Roy Harrison (born 30 August 1939) is an Irish former cricketer. A right-handed batsman and right-arm medium pace bowler, he played three times for the Ireland cricket team between 1967 and 1968 including one first-class match.

==Playing career==

Harrison made his debut for Ireland against Worcestershire in Dublin in June 1967. It was very much an inauspicious debut, as he was dismissed for a duck in both innings. He returned to the Irish side in August the following year, scoring 43 against the Combined Services, his highest score for Ireland. He then played his final match for Ireland against Scotland, which was his only first-class match.

==Statistics==

In his three matches for Ireland, he scored 59 runs at an average of 11.80.

==Post-playing career==

Harrison has served as president of the Irish Cricket Union since 2006.

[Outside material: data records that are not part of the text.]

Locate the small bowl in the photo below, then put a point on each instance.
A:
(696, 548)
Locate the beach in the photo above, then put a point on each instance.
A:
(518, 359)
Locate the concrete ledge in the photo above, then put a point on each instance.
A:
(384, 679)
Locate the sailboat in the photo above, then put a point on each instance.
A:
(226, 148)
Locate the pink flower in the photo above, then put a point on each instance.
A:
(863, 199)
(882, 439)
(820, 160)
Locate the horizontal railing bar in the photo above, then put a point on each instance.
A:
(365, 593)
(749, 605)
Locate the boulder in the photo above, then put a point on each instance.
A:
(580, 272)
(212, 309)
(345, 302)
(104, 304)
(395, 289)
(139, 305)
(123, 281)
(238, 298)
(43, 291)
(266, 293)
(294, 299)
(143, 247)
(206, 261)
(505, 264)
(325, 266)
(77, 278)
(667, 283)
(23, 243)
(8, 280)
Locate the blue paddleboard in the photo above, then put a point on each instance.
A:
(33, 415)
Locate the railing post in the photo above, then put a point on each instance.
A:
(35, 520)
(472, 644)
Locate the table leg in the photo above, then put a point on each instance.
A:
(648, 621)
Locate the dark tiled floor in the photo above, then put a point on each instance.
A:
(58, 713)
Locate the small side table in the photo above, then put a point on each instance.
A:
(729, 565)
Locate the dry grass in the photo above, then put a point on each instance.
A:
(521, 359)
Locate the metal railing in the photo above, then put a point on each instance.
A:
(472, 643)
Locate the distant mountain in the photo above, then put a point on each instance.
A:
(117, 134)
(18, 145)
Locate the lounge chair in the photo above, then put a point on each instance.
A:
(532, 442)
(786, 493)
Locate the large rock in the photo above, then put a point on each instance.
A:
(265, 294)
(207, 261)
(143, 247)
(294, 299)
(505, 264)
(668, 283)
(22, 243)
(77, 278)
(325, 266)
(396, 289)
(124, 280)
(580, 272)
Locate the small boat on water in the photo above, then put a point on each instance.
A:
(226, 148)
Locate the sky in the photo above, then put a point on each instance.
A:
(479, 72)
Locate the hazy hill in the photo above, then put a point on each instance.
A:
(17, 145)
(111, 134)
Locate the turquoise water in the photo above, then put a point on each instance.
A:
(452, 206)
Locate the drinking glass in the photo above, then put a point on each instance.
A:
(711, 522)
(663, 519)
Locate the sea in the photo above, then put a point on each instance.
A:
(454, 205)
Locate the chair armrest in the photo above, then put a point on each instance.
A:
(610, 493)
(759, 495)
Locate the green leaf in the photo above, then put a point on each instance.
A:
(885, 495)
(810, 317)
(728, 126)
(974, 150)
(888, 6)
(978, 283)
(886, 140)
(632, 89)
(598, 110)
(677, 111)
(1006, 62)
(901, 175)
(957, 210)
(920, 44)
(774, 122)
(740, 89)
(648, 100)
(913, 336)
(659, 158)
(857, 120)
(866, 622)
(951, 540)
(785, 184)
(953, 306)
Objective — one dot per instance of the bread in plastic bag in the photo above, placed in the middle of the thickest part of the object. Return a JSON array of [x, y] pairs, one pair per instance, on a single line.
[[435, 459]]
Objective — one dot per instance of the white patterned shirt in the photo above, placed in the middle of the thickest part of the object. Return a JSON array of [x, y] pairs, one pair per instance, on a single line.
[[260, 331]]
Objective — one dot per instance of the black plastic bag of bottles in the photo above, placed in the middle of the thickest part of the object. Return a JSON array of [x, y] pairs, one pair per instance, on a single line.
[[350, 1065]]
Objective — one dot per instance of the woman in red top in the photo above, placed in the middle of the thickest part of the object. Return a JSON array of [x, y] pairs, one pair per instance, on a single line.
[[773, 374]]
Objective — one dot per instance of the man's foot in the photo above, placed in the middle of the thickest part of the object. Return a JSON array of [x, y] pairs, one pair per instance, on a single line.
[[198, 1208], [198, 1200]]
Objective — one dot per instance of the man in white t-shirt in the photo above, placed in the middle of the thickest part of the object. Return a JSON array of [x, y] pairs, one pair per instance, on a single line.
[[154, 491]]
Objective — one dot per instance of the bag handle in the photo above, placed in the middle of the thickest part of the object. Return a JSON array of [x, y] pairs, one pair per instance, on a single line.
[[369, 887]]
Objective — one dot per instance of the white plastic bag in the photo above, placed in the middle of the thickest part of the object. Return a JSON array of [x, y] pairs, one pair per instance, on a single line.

He was appointed Member of the Order of the British Empire (MBE) in the 2016 New Year Honours for voluntary service to cricket in Northern Ireland.

==Family==

Harrison came from a cricketing family. Three of his brothers, Deryck, Garfield and Jim, all played for Ireland, as did his brother-in-law Eddie Bushe and his nephew Jonathan Bushe.